You know, I can’t find any fault with this:

If it doesn’t load or gets lost in the ether, it’s a list on a whiteboard from a friend’s small child.
A Good Day Needs:
a nap
a fruit
a walk
alone time
a chocolate milk
a book
a drawing time
and a hug
What do you need for a good day?
How about your characters? How do you show them having a good day?
Go forth, and make your day a good one.





5 responses to “A Good Day”
I often feel like my characters are surrogates in bits. Without being explicit or neurotic about it, some character will do something in passing (pet a cat, solve a trivial problem, notice a friend, calm a panic,…. whatever…. that resonates with me. It’s true to the character, but it’s also true to me, in the old sense that we are all human and nothing human is alien to us.
But… I have a hell of a time with villains, the ones that do things I could never do myself. The ones with evil intent, with indifference to harm, who relish pain in others, esp. the hot-blooded (psycho) versions. I’m much better with, say, business or personal rivals who, while conniving, are motivated primarily by their own gain rather than the pain of others. Even those that seek bloody revenge are motivated by outrage and justice, rather than an active joy in destruction.

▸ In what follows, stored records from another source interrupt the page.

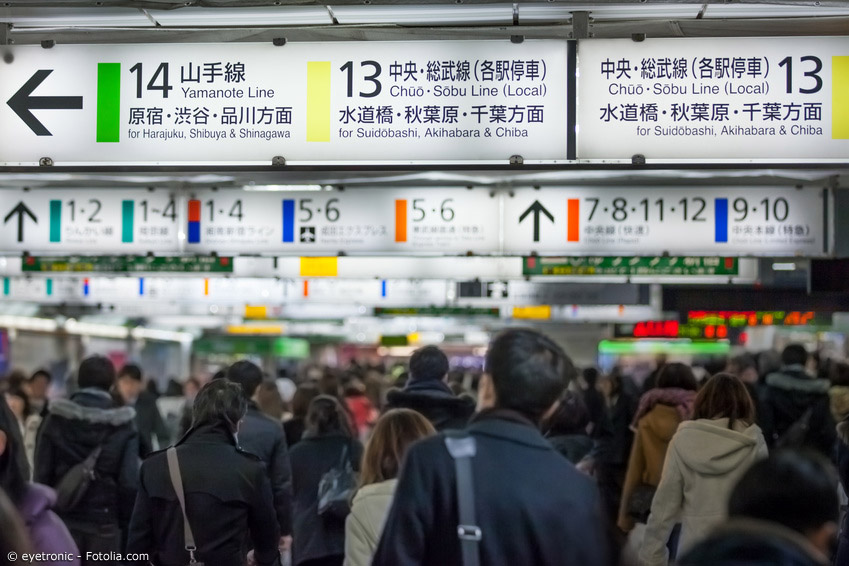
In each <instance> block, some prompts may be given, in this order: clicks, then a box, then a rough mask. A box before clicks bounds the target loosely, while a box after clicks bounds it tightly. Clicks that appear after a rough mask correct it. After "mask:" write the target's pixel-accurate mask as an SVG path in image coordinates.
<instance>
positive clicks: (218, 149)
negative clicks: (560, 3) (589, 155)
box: [0, 39, 569, 237]
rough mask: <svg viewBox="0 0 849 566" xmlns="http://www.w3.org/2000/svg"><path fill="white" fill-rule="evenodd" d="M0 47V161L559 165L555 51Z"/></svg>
mask: <svg viewBox="0 0 849 566" xmlns="http://www.w3.org/2000/svg"><path fill="white" fill-rule="evenodd" d="M4 52H5V53H6V56H5V57H4V63H3V64H2V65H0V123H2V124H3V133H4V135H3V136H2V138H0V165H7V166H16V165H17V166H20V165H34V164H38V162H39V160H40V159H41V158H43V157H50V158H51V159H52V160H53V162H54V163H55V164H56V165H69V166H85V165H91V164H102V165H137V166H149V167H159V166H163V165H174V164H190V165H201V164H208V165H226V164H231V165H248V166H256V165H264V166H269V165H271V164H272V162H274V163H276V164H283V163H284V162H285V163H286V164H299V163H300V164H327V165H337V164H345V163H348V164H351V163H375V164H377V163H406V164H410V163H422V164H438V163H463V162H468V163H480V162H496V163H501V164H507V163H509V162H510V159H511V157H512V156H514V155H519V156H522V158H523V159H524V161H525V162H526V163H527V162H533V161H539V162H554V161H562V160H565V159H566V158H567V155H568V152H567V128H566V127H565V124H566V115H567V101H568V100H569V97H568V96H567V92H566V90H567V86H566V85H567V43H566V42H565V41H557V40H528V41H524V42H521V43H512V42H510V41H509V40H506V39H505V40H501V41H474V40H468V41H408V42H379V41H368V42H365V41H363V42H328V43H288V44H286V45H285V46H282V47H277V46H275V45H273V44H272V42H266V43H226V44H202V45H201V44H198V45H193V44H170V45H164V44H162V45H151V44H146V45H56V46H55V47H53V48H52V49H42V48H41V47H39V46H19V47H18V46H8V47H5V48H4ZM299 236H300V234H299ZM304 237H309V234H307V233H305V234H304Z"/></svg>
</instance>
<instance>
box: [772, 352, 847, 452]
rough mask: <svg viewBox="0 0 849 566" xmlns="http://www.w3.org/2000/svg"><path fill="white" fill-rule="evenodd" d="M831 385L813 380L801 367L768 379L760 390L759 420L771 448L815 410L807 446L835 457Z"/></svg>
mask: <svg viewBox="0 0 849 566" xmlns="http://www.w3.org/2000/svg"><path fill="white" fill-rule="evenodd" d="M830 386H831V384H830V383H829V381H828V380H827V379H814V378H812V377H810V376H809V375H808V374H806V373H805V371H804V368H802V367H801V366H788V367H785V368H783V369H782V370H781V372H779V373H771V374H769V375H768V376H767V378H766V384H765V385H764V386H763V387H762V388H761V389H760V406H759V415H758V420H759V421H760V426H761V429H762V430H763V433H764V438H765V439H766V441H767V444H768V445H769V447H770V448H772V447H773V446H774V444H775V442H776V441H777V440H778V439H779V438H781V436H782V435H783V434H784V433H785V432H787V430H788V429H789V428H790V427H791V426H792V425H793V423H795V422H796V421H798V420H799V419H800V418H801V417H802V415H803V414H804V413H805V411H806V410H807V409H808V408H809V407H813V413H812V415H811V420H810V428H809V430H808V433H807V435H806V436H805V446H806V447H808V448H813V449H814V450H818V451H819V452H820V453H822V454H823V455H824V456H826V457H828V458H831V457H832V452H833V449H834V440H835V423H834V419H833V418H832V416H831V408H830V400H829V397H828V389H829V387H830Z"/></svg>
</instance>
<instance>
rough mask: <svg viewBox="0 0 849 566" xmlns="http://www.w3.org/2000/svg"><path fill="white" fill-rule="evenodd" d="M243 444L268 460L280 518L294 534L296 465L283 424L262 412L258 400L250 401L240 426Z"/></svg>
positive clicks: (244, 447) (272, 482)
mask: <svg viewBox="0 0 849 566" xmlns="http://www.w3.org/2000/svg"><path fill="white" fill-rule="evenodd" d="M239 445H240V446H241V447H242V448H243V449H244V450H245V451H246V452H250V453H251V454H256V455H257V456H259V459H260V460H262V461H263V462H265V465H266V467H267V469H268V478H269V480H271V491H272V493H273V494H274V508H275V510H276V511H277V522H278V524H279V525H280V533H281V534H282V535H283V536H289V535H291V534H292V468H291V466H290V464H289V450H288V448H287V447H286V437H285V436H284V434H283V425H282V424H281V423H279V422H277V421H275V420H274V419H272V418H271V417H269V416H267V415H265V414H263V413H262V412H260V410H259V407H257V405H256V403H254V402H253V401H251V402H250V403H249V404H248V412H247V414H246V415H245V418H244V419H243V420H242V426H241V428H240V429H239Z"/></svg>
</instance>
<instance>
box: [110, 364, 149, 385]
mask: <svg viewBox="0 0 849 566" xmlns="http://www.w3.org/2000/svg"><path fill="white" fill-rule="evenodd" d="M123 377H128V378H130V379H132V380H133V381H141V380H142V371H141V368H140V367H139V366H137V365H136V364H127V365H125V366H124V367H122V368H121V371H120V372H118V378H119V379H120V378H123ZM152 383H153V382H152Z"/></svg>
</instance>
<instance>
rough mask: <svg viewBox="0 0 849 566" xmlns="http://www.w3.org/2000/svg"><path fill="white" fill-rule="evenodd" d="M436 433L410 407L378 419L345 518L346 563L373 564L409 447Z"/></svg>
mask: <svg viewBox="0 0 849 566" xmlns="http://www.w3.org/2000/svg"><path fill="white" fill-rule="evenodd" d="M433 434H436V430H435V429H434V428H433V425H432V424H430V422H429V421H428V420H427V419H426V418H425V417H424V416H422V415H421V414H419V413H417V412H415V411H412V410H410V409H392V410H391V411H387V412H386V413H385V414H384V415H383V416H382V417H380V419H378V421H377V424H376V425H375V427H374V431H373V432H372V437H371V439H370V440H369V442H368V445H367V446H366V450H365V452H364V453H363V463H362V466H361V472H360V488H359V490H358V491H357V494H356V495H355V496H354V500H353V503H352V505H351V513H350V515H348V518H347V519H346V521H345V566H370V565H371V560H372V557H373V556H374V551H375V549H376V548H377V543H378V541H379V540H380V534H381V532H382V531H383V524H384V523H385V522H386V515H387V513H389V507H390V506H391V505H392V496H393V495H394V494H395V487H396V485H397V484H398V479H397V477H398V473H399V472H400V471H401V463H402V462H403V459H404V455H405V454H406V452H407V448H409V447H410V445H412V444H413V443H414V442H416V441H417V440H421V439H422V438H425V437H427V436H431V435H433Z"/></svg>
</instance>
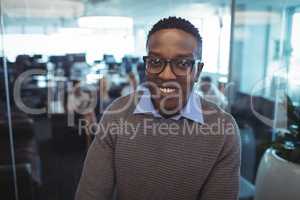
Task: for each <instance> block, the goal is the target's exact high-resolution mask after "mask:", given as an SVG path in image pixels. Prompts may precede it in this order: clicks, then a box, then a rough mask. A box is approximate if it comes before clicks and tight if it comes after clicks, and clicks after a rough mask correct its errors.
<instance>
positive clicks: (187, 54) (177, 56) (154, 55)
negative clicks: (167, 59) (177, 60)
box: [149, 51, 194, 58]
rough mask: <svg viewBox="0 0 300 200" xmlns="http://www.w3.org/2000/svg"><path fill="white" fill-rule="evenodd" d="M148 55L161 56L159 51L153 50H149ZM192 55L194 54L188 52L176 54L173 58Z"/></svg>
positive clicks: (189, 55) (192, 55) (191, 56)
mask: <svg viewBox="0 0 300 200" xmlns="http://www.w3.org/2000/svg"><path fill="white" fill-rule="evenodd" d="M149 55H153V56H158V57H162V56H161V54H160V53H157V52H153V51H150V52H149ZM193 56H194V55H193V54H192V53H188V54H177V55H176V56H175V58H186V57H193Z"/></svg>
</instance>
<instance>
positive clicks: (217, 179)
mask: <svg viewBox="0 0 300 200" xmlns="http://www.w3.org/2000/svg"><path fill="white" fill-rule="evenodd" d="M226 115H227V116H226V117H225V118H226V119H227V120H226V121H227V123H228V124H229V125H230V124H231V125H230V126H231V128H230V127H228V126H227V130H224V131H225V132H224V138H225V140H224V146H223V149H222V151H221V152H220V155H219V157H218V159H217V161H216V164H215V165H214V167H213V169H212V170H211V172H210V174H209V176H208V179H207V180H206V182H205V185H204V187H203V188H202V189H201V192H200V195H199V198H198V199H199V200H220V199H222V200H237V199H238V196H239V177H240V162H241V161H240V160H241V158H240V135H239V129H238V126H237V124H236V122H235V121H234V119H233V118H232V117H231V116H230V115H229V114H226ZM225 129H226V128H225ZM229 129H231V131H230V130H229Z"/></svg>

So I have to be careful not only to give my various surrogates good days (as well as bad), but also find ways to humanize my villains, which is much harder. My professional rival characters might also want a treat, and get one, but I don’t like my nasty psychos well enough (resonate with them enough) to indulge them with something that might make me smile.
I was always taught that part of “putting your heart” into a creation is exactly this.
That’s why you know someone has some beauty in their soul when they make beautiful music– and why folks talk about “delving into their deepest darkness” for writing villains.
For what it’s worth, if your point is to make a villain that is… kind of a human version of a hungry wolf, they eat you because they are hungry and you’re there?
You don’t need to humanize him. It’s alright, I as a reader say you don’t have to drag your mind into things you don’t ever even contemplate doing.
I like having the Hungry Wolf villains. Simple motivation, even if it’s evil, and it makes sense. Can do that.
…. I also really like the Garak villains, who may even be antagonists that sometimes help.
Garak is a very bad man. The smart thing to do, if I ever met him, would be to shoot him. And make absolutely sure he’s dead. And even then, it’s probably too late.
But I also adore watching him chew the scenery and be utterly indispensable for shared goals, and I deeply empathize with him, and feel bad when he’s hurt. (Feel more bad than he’s willing to show he’s feeling, at that.)
Which is also a freaking awesome villain. Who might stop in the middle of a fight to correct how someone is holding a knife, because that just offends their sense of propriety, no you hold it like this to stab someone, or you’re going to break the blade.
…dang it, now I want to do a writing exercise where vaugely-authory-plot-character brings the character a hot mocha, and “ok, what happens next?”
Just to try to figure out the characters better.
Indeed a good day. I’d add things like “A quiet dinner at home or a nice restaurant.” Or “A gentle rainstorm followed by a glorious rainbow.”
I can’t help thinking, though, what a Ringo or Kratman character would have on their whiteboard…
Business goes smoothly, the weather cooperates, a loved one is home or is doing well elsewhere … Or a new recipe works out better than hoped, or it’s just a cool, quiet evening spent strolling with a beloved and thinking nothing much at all.
Yes. Yes, this is absolutely a good day, can I have one?